Öncelikle Dünya Kupası ile başlayalım. İzlemesi keyifli, sürprizleri olan, genellikle agresiflikten uzak, heyecan seviyesi orta karar bir turnuvaydı bence. Turnuvanın ilerledikçe rotanın Avrupa’ya dönmesi bunda etkili oldu diyebiliriz.
Fransa’nın hak ettiğini düşünüyorum. Benim açımdan Hırvatistan ve Belçika da sürpriz değildi. İzlanda ve Almanya’dan daha iyi performans bekliyordum, onlar şaşırttı.
Bununla beraber Şalom Spor sayfasını Amerikalarda temsil etmeye çalışıyorum. “Nasıl?” derseniz, şöyle ki… Dünya Bankası’nın Washington, DC genel merkezinde yüzlerce çalışanın girdiği tahmin yarışmasında genel merkezde ikinci oldum. CV’ye koymayı düşünüyorum.
Şaka bir yana, umarım Türkiye gelecek turnuvalarda yer alır çünkü böyle kuru kuruya izlemek zevkli olmuyor.
Ligler başlamadan önce Fenerbahçe’ye gelirsek, yıllar sonra umutlu bir taraftar var. Kombineler ses getirecek bir transfer bile olmadan bitti. Forma satışları, yeni formalar güzel/çirkin bakılmadan tarihi rekorlar kırıyor.

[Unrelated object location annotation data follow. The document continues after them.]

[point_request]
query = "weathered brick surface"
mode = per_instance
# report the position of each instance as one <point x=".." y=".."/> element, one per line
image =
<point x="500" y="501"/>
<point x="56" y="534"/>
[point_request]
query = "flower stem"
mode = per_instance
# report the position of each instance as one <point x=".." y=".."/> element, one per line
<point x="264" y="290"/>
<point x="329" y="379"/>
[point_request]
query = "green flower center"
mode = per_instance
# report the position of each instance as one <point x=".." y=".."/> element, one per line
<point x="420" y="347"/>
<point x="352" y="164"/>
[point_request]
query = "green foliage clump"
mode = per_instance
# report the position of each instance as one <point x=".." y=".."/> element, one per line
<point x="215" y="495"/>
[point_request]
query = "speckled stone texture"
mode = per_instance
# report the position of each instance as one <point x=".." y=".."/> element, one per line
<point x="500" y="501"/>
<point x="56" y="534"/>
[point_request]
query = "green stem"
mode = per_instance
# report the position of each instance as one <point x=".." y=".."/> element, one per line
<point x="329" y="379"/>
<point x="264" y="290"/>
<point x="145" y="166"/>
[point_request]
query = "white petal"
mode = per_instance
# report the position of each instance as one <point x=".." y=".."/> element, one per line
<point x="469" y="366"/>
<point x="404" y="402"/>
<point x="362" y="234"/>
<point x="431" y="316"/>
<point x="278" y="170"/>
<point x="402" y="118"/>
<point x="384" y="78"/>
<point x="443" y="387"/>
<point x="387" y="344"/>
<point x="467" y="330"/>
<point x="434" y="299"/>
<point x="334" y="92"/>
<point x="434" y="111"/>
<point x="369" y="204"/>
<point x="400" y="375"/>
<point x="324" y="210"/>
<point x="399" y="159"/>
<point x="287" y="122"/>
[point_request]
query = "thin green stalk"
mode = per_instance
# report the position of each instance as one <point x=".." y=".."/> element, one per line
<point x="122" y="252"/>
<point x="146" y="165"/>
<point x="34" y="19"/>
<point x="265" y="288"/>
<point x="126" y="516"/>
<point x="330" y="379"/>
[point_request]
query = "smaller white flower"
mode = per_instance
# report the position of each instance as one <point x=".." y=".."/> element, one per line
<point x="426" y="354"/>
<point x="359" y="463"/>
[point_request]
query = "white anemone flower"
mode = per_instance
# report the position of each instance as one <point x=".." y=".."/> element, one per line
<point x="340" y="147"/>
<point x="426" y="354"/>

Bütün bunların tabii ki de sebebi Ali Koç ve getirdiği mutlu, ılık ve coşkulu rüzgâr.
Ali Koç’un şahsi olarak bunları kazandırmasının birçok sebebi var tabii. Bunlar herkes için farklı ama ‘duruşu’ sanırım taraftarların her zaman en sevdiği özelliğiydi. Sonra da vizyonu geliyor. Bunu da çalışma arkadaşlarını seçmeye başladığından beri görüyoruz.
Görünen o ki bu sene Fenerbahçe; daha genç, daha dinamik, daha tecrübesiz, daha gönülden, daha geleceğe dönük, daha fair-play, hem kendi taraftarına hem rakip taraftarlara daha sempatik, daha çok koşan, daha çok savaşan ve kesinlikle daha atak bir takımla geliyor.
Bu sene, bir Fenerbahçe taraftarı olarak, kazanalım veya kaybedelim, şampiyon olalım veya olmayalım, ben mutlu bir sene geçireceğimizi düşünüyorum. Geleceğe dair umudumuzu koruyarak, sabırlı olalım.